A group of clergy protested outside Sen. Mitch McConnell's office on Tuesday (Aug. 6), calling on the Republican Senate majority leader to take action to address gun violence in the wake of two mass shootings over the weekend.
The band of around two dozen faith leaders, who called themselves the Coalition of Concerned Clergy, prayed and challenged what they said was the Senate's inaction on the issue of gun violence.
Helping lead the event was the Rev. Rob Schenck, who serves as president of the Dietrich Bonhoeffer Institute, a nonprofit organization that addresses social issues from a Christian perspective. He listed a number of possible policies lawmakers could pass to address gun violence, such as universal background checks or "extreme vetting" for citizens wishing to purchase an assault rifle, but stressed the issue is a moral one.
"As a Christian ... we are required to rescue those who are perishing, to come to their aid, and the Bible says if you fail to do it, God will hold you to account," Schenck, who is also a founding signer of an evangelical Christian pledge to take action on gun violence, told Religion News Service. "That's our message to the senator today. Maybe he fears the NRA more than God. He shouldn't."

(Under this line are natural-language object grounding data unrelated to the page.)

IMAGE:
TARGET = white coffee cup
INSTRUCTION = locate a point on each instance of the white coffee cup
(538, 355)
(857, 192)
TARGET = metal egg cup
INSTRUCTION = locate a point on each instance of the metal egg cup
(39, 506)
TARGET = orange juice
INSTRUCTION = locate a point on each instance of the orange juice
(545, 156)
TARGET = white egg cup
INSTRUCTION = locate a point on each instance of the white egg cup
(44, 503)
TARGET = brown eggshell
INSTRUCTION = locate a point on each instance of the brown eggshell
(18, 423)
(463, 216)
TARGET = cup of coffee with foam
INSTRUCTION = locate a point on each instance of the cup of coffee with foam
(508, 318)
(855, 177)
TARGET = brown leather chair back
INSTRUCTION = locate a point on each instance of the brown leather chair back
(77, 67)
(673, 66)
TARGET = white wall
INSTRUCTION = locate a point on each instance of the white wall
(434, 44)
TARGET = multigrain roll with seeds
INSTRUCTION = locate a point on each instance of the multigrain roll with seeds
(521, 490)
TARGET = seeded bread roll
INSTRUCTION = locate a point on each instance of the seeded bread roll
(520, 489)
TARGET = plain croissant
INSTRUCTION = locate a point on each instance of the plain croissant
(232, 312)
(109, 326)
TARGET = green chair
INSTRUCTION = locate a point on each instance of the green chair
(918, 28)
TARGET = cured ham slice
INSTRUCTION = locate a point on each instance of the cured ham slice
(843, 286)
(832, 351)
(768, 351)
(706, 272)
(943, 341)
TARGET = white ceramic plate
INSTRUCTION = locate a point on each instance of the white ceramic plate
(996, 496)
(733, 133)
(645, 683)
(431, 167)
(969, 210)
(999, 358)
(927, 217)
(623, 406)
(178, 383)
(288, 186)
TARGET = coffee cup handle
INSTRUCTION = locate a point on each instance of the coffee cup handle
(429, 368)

Also in attendance was Bishop Mariann Budde, the Episcopal bishop of Washington, D.C. A longtime advocate for gun violence prevention, Budde said Congress could pass a number of laws to prevent future bloodshed.
"I am among those who believe weapons of war don't belong in the hands of civilians," she said. "We've just been lulled into this sense of false helplessness that I find to be one of the greatest manifestations of sin that we need to fight against."
Speaking to the crowd a few minutes later, Budde compared the scourge of gun violence to the rash of lynchings in America's past, expressing hope that future generations will recollect mass shootings with disdain and disbelief.
"We will look back on these days and wonder how it was that we could have been so collectively aligned to such a needless proliferation of weapons meant to take human life," she said.
As they stood outside McConnell's office, faith leaders read the names of those recently felled during mass shootings in El Paso, Texas, and Dayton, Ohio.
Rabbi Jack Moline, president of the advocacy group Interfaith Alliance, also addressed the gathering.
"Enough thoughts and prayers," he said. "It is about guns. Guns. Guns. Guns. Guns."
McConnell, who is reportedly recovering from a fall, was not in his office. But faith leaders presented his staff with a letter, signed by the group, calling for action on gun violence.
"We represent a growing coalition of religious leaders from Christian, Jewish and other traditions who are deeply concerned about the inaction of the Senate when it comes to common sense gun regulation," the letter reads. "No more words need to be said. What is required now is action that results in effective, measurable legislative outcomes that the president can sign, enforce and report on to the American people."
It concludes: "We are watching, we are praying, and we are demanding."
As the demonstrators left, Schenck left a black clergy vestment he called a "stole of mourning" on the ground outside McConnell's office.
The group is part of a long line of faith-led activism centered around preventing gun violence. Faith leaders played a prominent role in efforts to pass gun control legislation in the aftermath of the 2012 shooting at a school in Newtown, Connecticut, that left 26 people dead—most of whom were children. Two days later, the dean of the Washington National Cathedral declared that "the gun lobby is no match for the cross lobby," and a variety of other faith groups called for legislation that could prevent further shootings. And in 2018, several religious groups participated in the March for Our Lives protest, which drew thousands to Washington, D.C., to demonstrate against gun violence.